In blog posts published earlier this week, the civil liberties group first took aim at Skype for ambiguity over encryption before revealing that internet service providers (ISPs) in the US and Thailand are “actively removing” encryption from customer data sent to email servers.
The EFF last week launched its Secure Messaging Scorecard which looked at which applications best protect messages by encrypting the message (at rest and in transit), verifying identities and reviewing and auditing code.
One of the main debates to come out of the review, however, was whether Skype's VoIP software uses end-to-end encryption so that the provider – which is now Microsoft following the £5 billion acquisition in 2011 - cannot read communications.
The group said that Skype launched back in 2003 on the secure P2P codebase and had emerged as one of the few communications software to encrypt users VoIP communications by default.
“Not only was the encryption present by default, but it operated end-to-end so that under normal circumstances, Skype would lack the keys to decrypt calls between its users,” the group said.

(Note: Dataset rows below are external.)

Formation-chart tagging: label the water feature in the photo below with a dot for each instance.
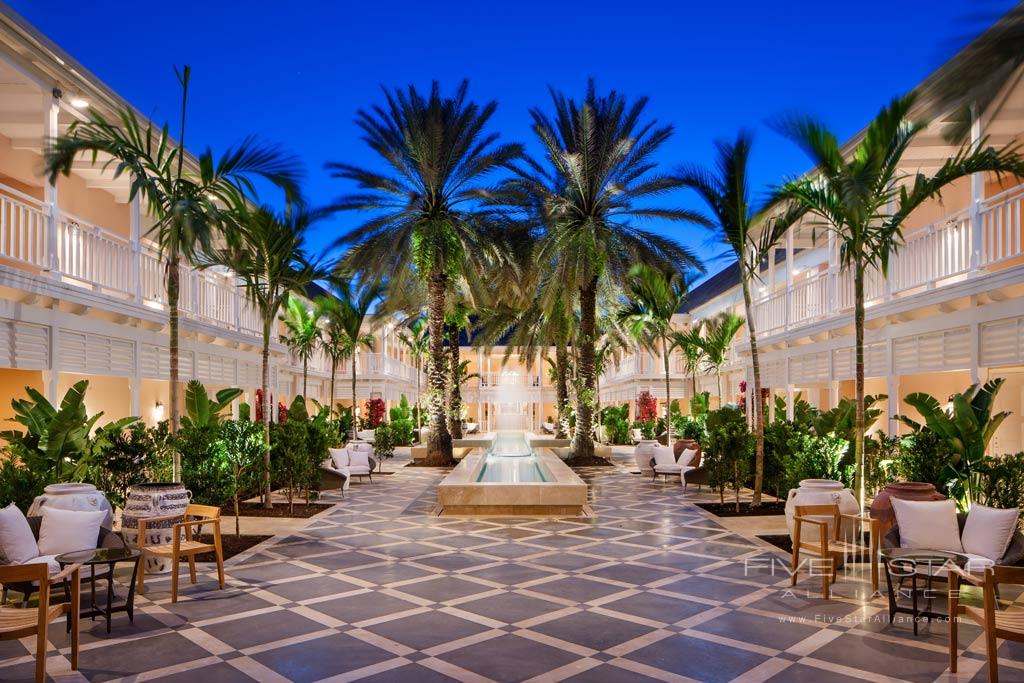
(511, 460)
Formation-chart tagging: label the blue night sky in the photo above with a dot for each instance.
(295, 73)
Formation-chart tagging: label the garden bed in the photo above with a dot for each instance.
(230, 544)
(280, 509)
(729, 509)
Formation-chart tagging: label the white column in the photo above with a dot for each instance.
(977, 195)
(52, 376)
(51, 109)
(788, 276)
(135, 235)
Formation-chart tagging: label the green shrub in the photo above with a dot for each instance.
(18, 484)
(812, 457)
(1001, 481)
(135, 455)
(206, 470)
(727, 451)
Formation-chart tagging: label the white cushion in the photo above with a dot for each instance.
(66, 530)
(928, 524)
(664, 456)
(16, 541)
(339, 457)
(989, 530)
(358, 460)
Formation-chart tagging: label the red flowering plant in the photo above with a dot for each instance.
(374, 411)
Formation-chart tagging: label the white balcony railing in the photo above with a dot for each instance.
(936, 255)
(84, 254)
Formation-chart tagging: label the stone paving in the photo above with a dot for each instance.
(376, 589)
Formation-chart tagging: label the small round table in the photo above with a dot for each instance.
(109, 557)
(909, 563)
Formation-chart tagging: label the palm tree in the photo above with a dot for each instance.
(304, 334)
(719, 333)
(271, 263)
(689, 341)
(416, 340)
(457, 319)
(652, 298)
(192, 204)
(429, 221)
(352, 306)
(863, 198)
(726, 190)
(598, 170)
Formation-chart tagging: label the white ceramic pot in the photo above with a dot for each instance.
(822, 492)
(76, 496)
(642, 454)
(154, 500)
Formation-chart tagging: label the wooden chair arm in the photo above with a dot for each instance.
(70, 570)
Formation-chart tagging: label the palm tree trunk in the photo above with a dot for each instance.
(455, 401)
(173, 292)
(305, 376)
(583, 441)
(759, 423)
(668, 391)
(561, 387)
(858, 432)
(265, 408)
(355, 422)
(439, 445)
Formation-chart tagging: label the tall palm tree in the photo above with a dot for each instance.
(719, 333)
(863, 198)
(652, 298)
(303, 333)
(353, 303)
(271, 263)
(458, 319)
(741, 225)
(192, 204)
(416, 340)
(429, 220)
(598, 170)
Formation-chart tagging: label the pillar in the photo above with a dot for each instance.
(51, 130)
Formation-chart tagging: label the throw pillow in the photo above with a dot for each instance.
(16, 542)
(67, 530)
(989, 530)
(339, 457)
(928, 524)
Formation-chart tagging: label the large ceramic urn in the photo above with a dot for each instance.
(642, 454)
(76, 496)
(155, 500)
(882, 507)
(823, 492)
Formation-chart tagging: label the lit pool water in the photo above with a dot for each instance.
(510, 460)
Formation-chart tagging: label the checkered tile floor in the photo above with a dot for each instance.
(651, 589)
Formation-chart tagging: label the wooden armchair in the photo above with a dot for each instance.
(830, 550)
(1006, 624)
(16, 623)
(196, 517)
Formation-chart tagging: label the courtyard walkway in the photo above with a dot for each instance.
(376, 589)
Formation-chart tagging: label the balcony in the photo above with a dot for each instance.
(956, 248)
(76, 252)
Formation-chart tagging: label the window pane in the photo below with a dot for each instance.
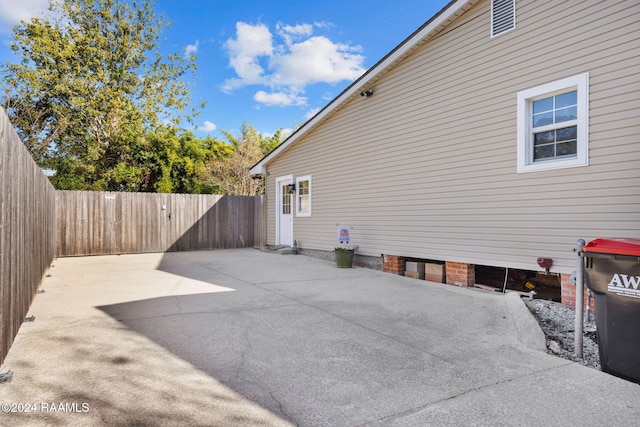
(542, 119)
(566, 149)
(566, 114)
(304, 203)
(542, 105)
(566, 134)
(303, 187)
(543, 138)
(568, 99)
(543, 152)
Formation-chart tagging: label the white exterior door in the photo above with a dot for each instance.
(284, 217)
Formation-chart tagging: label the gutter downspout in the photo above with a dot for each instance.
(579, 326)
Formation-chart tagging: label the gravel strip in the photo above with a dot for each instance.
(558, 324)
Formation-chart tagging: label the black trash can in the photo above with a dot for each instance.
(612, 272)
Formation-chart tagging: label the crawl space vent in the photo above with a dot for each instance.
(503, 16)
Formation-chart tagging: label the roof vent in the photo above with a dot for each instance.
(503, 16)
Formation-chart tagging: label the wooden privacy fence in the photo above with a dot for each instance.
(27, 231)
(102, 223)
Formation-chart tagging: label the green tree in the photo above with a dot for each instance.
(231, 173)
(90, 89)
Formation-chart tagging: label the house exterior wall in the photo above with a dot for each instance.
(426, 167)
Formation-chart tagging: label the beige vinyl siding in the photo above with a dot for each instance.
(426, 167)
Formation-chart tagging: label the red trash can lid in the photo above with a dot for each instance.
(620, 246)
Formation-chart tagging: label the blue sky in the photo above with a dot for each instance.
(270, 63)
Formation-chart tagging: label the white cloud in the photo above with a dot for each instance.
(207, 126)
(279, 98)
(252, 42)
(12, 11)
(191, 49)
(288, 65)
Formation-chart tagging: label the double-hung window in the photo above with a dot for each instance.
(303, 196)
(553, 125)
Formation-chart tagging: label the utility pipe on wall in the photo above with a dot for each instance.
(578, 338)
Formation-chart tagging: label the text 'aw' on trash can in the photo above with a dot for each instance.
(612, 272)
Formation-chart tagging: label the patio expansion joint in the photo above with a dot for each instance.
(420, 408)
(354, 323)
(238, 374)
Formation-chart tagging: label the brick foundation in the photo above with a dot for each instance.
(568, 293)
(393, 264)
(460, 274)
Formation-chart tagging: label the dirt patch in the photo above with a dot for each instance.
(558, 324)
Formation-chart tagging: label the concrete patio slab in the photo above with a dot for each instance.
(243, 337)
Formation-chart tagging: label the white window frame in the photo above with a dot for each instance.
(580, 83)
(300, 212)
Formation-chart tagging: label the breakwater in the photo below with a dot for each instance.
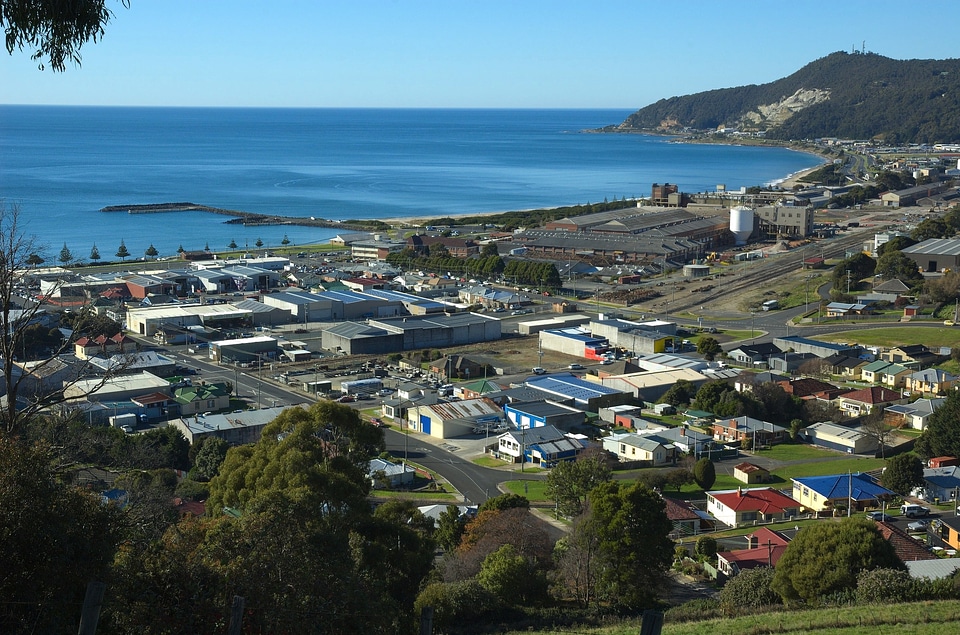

There was a caveat however, as earlier analysis from EFF showed that this protection was limited as Skype tells each client the public key to use for each other user. This can lead onto the spread of false keys, as well as man-in-the-middle (MiTM) or impersonation attacks.
Microsoft says of Skype encryption: “…For Skype your key is your Skype Name and password, hence the criticality of keeping that safe. Skype uses well-known standards-based encryption algorithms to protect Skype users' communications from falling into the hands of hackers and criminals.”
EFF's scorecard scores systems on whether they deploy ‘end-to-end' encryption so that the provider can't read communications, or whether they simply offer ‘some method of protection' against false keys and MiTM attacks, but where you get a check for ‘can verify your contacts' identities'.
In the case of Skype however, EFF - citing Snowden's leaks that revealed Microsoft could access Skype text, video and voice - questioned on if/how the firm's encryption could be compromised: “Was it a break against the RC4 cipher Skype used? Was it a method for compelling Microsoft to issue false keys to selected Skype users? Or was it some other flaw in the traditional Skype client?”
The issue is complicated somewhat but Microsoft moving Skype from RC4 to a new protocol which might give “Microsoft more visibility into Skype calls and /or messages.”
EFF says that it gave Skype ‘tentative credit' for end-to-end encryption but not for verifying contacts' identity.
“We did not give Skype credit in the third criterion – an ability to verify contacts' identity. We hypothesised that Skype may still have end-to-end encryption, though it certainly doesn't protect against man-in-the-middle attacks, and we asked Microsoft whether that analysis was accurate. Microsoft initially told us they would provide a prompt response, asked to schedule a meeting, but failed to do so before our launch deadline.